目录
Window Join
Tumbling Window Join
Sliding Window Join
Session Window Join
Interval Join
Window CoGroup
Window Join
窗口连接(window join)将两个流的元素连接在一起,这两个流共享一个公共键,并且位于同一窗口。这些窗口可以通过使用窗口分配器来定义,并对来自两个流的元素进行计算。

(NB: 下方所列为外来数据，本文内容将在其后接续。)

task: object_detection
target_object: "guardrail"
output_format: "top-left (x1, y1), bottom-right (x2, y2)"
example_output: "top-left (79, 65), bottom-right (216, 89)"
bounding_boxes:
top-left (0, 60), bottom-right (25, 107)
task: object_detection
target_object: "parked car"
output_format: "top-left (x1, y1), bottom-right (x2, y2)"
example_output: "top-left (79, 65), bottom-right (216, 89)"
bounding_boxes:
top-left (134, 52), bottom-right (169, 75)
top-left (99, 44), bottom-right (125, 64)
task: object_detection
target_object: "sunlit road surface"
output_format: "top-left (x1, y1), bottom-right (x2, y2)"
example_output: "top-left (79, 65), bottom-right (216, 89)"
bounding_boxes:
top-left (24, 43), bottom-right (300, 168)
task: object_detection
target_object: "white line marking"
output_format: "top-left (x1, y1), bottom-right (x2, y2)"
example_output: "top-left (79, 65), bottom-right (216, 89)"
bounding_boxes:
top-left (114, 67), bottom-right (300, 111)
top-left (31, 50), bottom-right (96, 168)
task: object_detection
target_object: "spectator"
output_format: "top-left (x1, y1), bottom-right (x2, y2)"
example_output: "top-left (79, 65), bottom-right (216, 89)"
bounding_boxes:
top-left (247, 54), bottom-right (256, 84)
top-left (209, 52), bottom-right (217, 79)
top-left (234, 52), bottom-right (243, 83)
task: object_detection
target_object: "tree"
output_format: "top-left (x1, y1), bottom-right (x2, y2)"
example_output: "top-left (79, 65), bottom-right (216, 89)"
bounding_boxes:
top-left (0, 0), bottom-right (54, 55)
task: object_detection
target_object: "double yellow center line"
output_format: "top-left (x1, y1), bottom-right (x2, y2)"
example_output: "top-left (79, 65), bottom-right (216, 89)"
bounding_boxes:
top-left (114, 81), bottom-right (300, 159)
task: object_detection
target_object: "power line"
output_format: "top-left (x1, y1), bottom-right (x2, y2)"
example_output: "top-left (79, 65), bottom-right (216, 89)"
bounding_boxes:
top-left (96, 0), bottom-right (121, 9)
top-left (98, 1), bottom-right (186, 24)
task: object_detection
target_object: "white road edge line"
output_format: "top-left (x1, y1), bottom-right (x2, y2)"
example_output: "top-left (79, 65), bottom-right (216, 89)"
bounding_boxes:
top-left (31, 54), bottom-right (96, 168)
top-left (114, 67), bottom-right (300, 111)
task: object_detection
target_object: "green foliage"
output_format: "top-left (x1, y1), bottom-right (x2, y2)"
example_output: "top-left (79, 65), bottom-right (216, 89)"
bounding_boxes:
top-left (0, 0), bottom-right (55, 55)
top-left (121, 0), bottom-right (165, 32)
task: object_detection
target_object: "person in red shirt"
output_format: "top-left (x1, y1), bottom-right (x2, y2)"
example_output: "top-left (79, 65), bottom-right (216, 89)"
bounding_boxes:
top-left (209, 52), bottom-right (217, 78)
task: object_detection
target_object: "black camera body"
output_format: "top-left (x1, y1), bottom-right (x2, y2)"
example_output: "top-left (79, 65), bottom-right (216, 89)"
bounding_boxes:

然后将来自两边的元素传递给用户定义的JoinFunction或FlatJoinFunction,用户可以在其中发出满足连接条件的结果。
一般用法可以概括如下:
stream.join(otherStream)
.where(<KeySelector>)
.equalTo(<KeySelector>)
.window(<WindowAssigner>)
.apply(<JoinFunction>);
两个流stream和otherStream通过join连接在一起,where方法中的KeySelector指定stream流的键,equalTo方法中的KeySelector指定otherStream流的键,window方法为两个流分配公共窗口,最后apply方法通过传入JoinFunction实现join结果的具体逻辑。这非常类似如下SQL:
select
a.id,a.age,b.name
from t_age as a join t_name as b on a.id = b.id
where a.time between 0 and 1 and b.time between 0 and 1
(1)stream.join(otherStream)等价于SQL中的t_age as a join t_name as b的部分,
(2).where(<KeySelector>).equalTo(<KeySelector>)等价于a.id = b.id的部分,
(3)apply(<JoinFunction>)等价于select a.id,a.age,b.name的部分,显示最终join的结果,
(4)window方法等价于a.time between 0 and 1 and b.time between 0 and 1。
关于语义的一些注意事项:
(1)创建两个流的元素成对组合的行为类似于内部连接,这意味着如果一个流中的元素没有来自另一个流的相应元素要连接,则不会发出这些元素。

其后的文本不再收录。